The family room is the only ground-floor space that utilizes the curved geometry, a strategy that unifies the overall composition. It also allowed the room to have the required area and not violate required setbacks from the adjacent studio building (visible through the windows to the right).
View of the computer model from the street side, above the patio. The master bedroom suite is located over the entire west wing of the original house. The stair space, which is constructed outside the original first floor footprint, is partially captured by the curved wall that encloses the study/office space that projects from the main volume of the second floor addition.
East/west section through the computer model. The new second floor is supported independently at an elevation that allowed the existing living room roof to remain in place (stripped of its waterproof membrane). This created an interstitial space to run utilities and would also act as a sound barrier between the spaces.
Flattened view of the computer model from the south. The curved wall that extends to create the balcony wall of the master bedroom is prominently featured, as is the wood-framed glass wall that encloses the two story stair space.
Flattened view of the computer model from the north (rear yard). The shape of the family room projects out from the main masses of the first level. The curved north wall of the master bath is visible above. The slot window provides a view to Century City for someone sitting in the bathtub.
View of family room prow, looking toward the studio building. The prow affords a 180-degree view of the backyard and is a popular place for the cat to spend the afternoon napping.
Wing and Wing Modifications and Additions
With partial ocean and mountain views, this addition features a new bedroom, bath, closet and study on a new second level and a family room on the existing first story. The view of sailboats inspired the wing and wing design.
The configuration of walls and fenestration of the existing one-story house did not provide an opportunity to support the second-floor addition without extreme compromise. The design solution employed a steel moment frame built outside of the original structure that supports both the vertical and lateral loads of the new upper floor. This system also provides a framework for floating enclosure walls on the second-level that were shaped by criteria other than structural requirements, and therefore did not have to be orthogonal, straight, or plumb.
Computer model of the project. The original house plan is approximately an octagonal Z-shape, with the front bar of the Z set at a slightly skewed angle, to parallel the property configuration. This bar housed the living room, the east-facing wall of which was largely a carpenter-built wood window system from floor to ceiling. The 4x6 roof structure was exposed throughout, under the low-pitched roofs.
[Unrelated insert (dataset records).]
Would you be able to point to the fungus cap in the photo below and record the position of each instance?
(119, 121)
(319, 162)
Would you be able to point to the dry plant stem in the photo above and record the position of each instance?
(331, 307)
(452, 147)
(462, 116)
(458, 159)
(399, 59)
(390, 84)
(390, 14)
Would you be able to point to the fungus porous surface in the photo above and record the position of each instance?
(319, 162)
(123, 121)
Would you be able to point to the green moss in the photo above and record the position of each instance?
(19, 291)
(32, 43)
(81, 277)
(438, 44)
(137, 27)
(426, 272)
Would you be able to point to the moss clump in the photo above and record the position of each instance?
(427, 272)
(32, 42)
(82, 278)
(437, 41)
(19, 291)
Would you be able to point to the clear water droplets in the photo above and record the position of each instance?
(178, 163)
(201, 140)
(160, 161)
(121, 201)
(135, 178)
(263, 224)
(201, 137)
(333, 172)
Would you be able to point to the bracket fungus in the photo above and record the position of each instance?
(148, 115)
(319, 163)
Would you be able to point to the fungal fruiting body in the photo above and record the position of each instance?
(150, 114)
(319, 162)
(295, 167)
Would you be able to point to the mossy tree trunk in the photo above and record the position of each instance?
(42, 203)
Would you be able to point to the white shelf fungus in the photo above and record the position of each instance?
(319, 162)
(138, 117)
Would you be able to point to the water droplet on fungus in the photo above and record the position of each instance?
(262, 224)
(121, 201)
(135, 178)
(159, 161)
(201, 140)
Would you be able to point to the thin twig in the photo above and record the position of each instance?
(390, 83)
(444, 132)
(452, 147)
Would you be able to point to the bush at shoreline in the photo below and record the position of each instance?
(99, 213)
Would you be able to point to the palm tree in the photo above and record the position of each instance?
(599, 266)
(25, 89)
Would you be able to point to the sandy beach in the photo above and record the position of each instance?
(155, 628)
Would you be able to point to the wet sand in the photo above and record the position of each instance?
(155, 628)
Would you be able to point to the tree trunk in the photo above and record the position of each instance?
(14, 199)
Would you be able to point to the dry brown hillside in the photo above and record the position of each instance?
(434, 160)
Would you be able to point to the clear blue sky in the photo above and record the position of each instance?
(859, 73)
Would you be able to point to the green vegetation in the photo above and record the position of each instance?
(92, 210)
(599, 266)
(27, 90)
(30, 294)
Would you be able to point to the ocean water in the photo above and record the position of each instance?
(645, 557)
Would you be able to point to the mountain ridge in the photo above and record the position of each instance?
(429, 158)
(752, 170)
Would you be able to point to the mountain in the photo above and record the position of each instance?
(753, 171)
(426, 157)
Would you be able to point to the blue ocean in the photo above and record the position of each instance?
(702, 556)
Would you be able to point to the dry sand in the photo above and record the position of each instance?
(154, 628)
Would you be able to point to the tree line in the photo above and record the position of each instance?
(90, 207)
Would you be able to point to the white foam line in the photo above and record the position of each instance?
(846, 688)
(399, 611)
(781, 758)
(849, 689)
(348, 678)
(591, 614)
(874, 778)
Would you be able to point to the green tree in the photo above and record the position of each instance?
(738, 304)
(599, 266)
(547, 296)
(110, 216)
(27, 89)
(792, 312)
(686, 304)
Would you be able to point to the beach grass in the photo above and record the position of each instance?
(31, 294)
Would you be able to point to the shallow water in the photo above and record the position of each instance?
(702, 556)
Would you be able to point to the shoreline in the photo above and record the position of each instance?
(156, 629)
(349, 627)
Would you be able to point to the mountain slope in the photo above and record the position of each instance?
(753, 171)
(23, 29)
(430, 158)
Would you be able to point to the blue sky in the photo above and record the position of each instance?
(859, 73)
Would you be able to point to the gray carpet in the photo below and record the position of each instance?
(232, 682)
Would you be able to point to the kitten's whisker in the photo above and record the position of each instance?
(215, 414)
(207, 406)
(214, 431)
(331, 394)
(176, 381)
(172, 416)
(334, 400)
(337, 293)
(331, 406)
The idea was to create a compositional contrast to the geometry of the first floor, and to carefully edit views to the surrounding landscape and distant views to the ocean and mountains. Some proximate features were best left obscured, so prominent portions of the second floor enclosure walls were curved into sail-like shapes. This geometry was inspired by the boats moving in an out of the nearby marina and represented an appropriate metaphor for life in modern times, at least to the architect.